The escape velocity at height, h is 0.9 times of escape velocity at surface of Earth.

Explanation:

Given that :

• Orbital velocity at h = 90% of orbital velocity at surface.

Solution :

• Orbital velocity of a body at a distance r from the centre of Earth is

$V₀ = \sqrt{ \frac{GM}{r} }$

• Escape velocity of a body at a distance r from centre of Earth is

$Ve = \sqrt{ \frac{2GM}{r} }$

• Let, the mass of Earth be M and radius of Earth be R.
• It is given that, Orbital velocity at height, h above the surface of Earth is equal to 90% of orbital velocity at surface.

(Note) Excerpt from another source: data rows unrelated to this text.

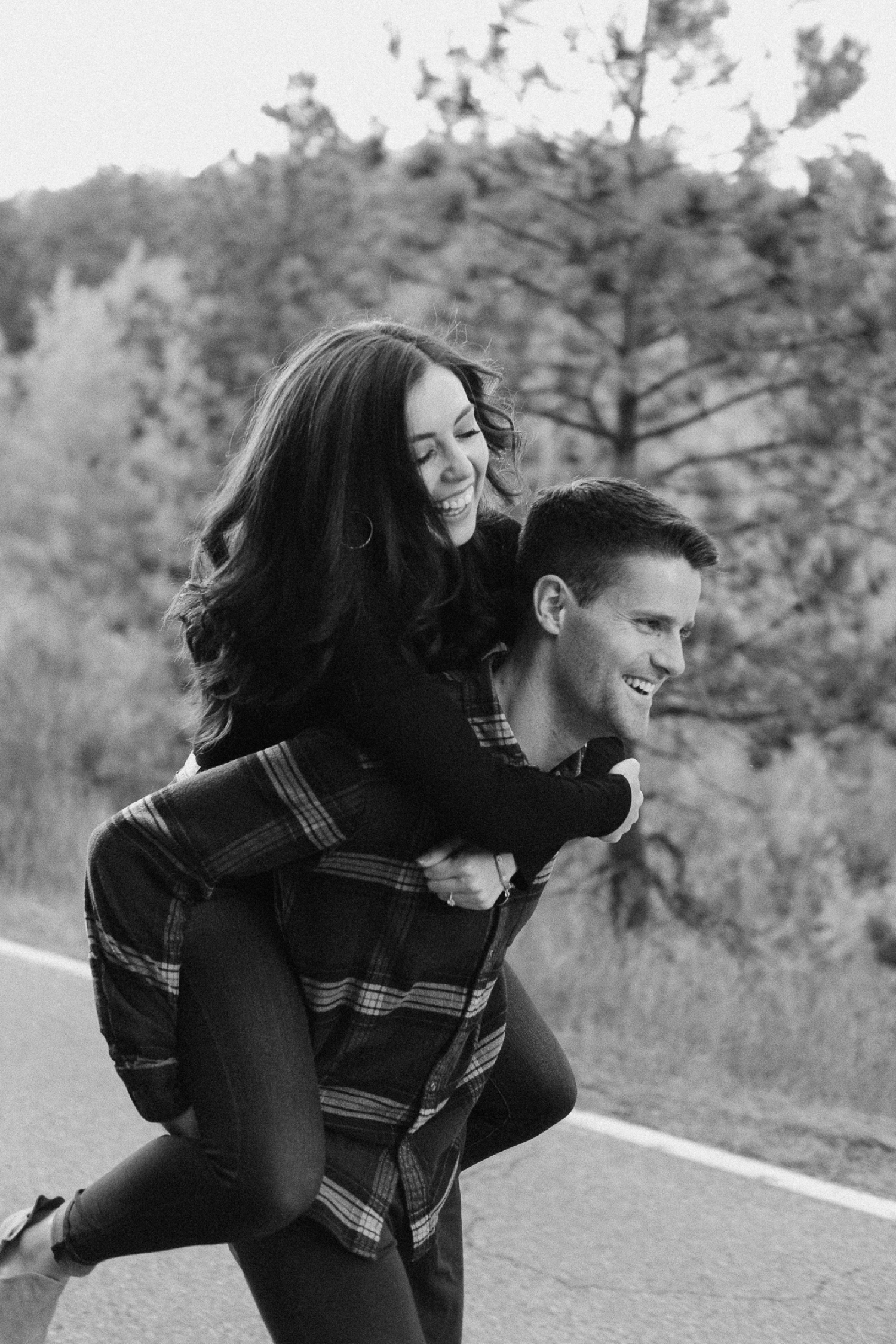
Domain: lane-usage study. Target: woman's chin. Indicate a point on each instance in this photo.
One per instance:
(462, 530)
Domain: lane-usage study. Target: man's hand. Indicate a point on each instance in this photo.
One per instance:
(467, 874)
(185, 1125)
(632, 771)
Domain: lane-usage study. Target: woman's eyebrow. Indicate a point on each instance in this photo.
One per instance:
(430, 433)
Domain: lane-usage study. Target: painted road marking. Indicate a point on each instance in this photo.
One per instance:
(45, 959)
(640, 1135)
(732, 1163)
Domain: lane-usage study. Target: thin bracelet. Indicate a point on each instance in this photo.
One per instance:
(503, 878)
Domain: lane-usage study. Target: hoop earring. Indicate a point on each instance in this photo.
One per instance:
(366, 542)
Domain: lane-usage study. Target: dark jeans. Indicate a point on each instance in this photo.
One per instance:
(311, 1291)
(249, 1072)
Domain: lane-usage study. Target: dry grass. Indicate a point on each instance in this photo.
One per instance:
(814, 1030)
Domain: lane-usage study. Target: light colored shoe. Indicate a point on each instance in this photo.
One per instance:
(27, 1300)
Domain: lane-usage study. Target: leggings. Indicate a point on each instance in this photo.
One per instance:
(249, 1072)
(311, 1291)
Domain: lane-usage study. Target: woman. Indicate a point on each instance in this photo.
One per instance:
(347, 554)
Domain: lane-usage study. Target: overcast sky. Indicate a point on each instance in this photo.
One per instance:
(176, 85)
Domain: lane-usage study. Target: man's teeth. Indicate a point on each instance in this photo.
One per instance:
(457, 503)
(640, 685)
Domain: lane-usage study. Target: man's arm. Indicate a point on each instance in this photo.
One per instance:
(152, 861)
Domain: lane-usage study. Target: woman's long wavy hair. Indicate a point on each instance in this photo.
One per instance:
(323, 520)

$\sqrt{ \frac{GM}{ R+ h} } = \frac{90}{100} \sqrt{ \frac{GM}{R} } \\ squaring \: both \: sides \\ \frac{GM}{ R+ h} =0.81 \frac{GM}{ R} \\ R = 0.81(R+ h) \\ 0.19R = 0.81 h \\ h = \frac{19}{81} R \: \: - - (1)$

• Now, Let the escape velocity at surface be Ve and at distance h above the surface of Earth be Ve'. Then,

$Ve'= \sqrt{ \frac{2GM}{R + h} } \\ using \: value \: of \: h \: from \: equation(1) \\ = \sqrt{ \frac{2GM}{R + \frac{19}{81}R } } \\ = \sqrt{ \frac{81}{100} \frac{2GM}{R} } \\ = \frac{9}{10} \sqrt{ \frac{2GM}{R } } = 0.9Ve$

• Hence, escape velocity at height h is 0.9 times of Ve .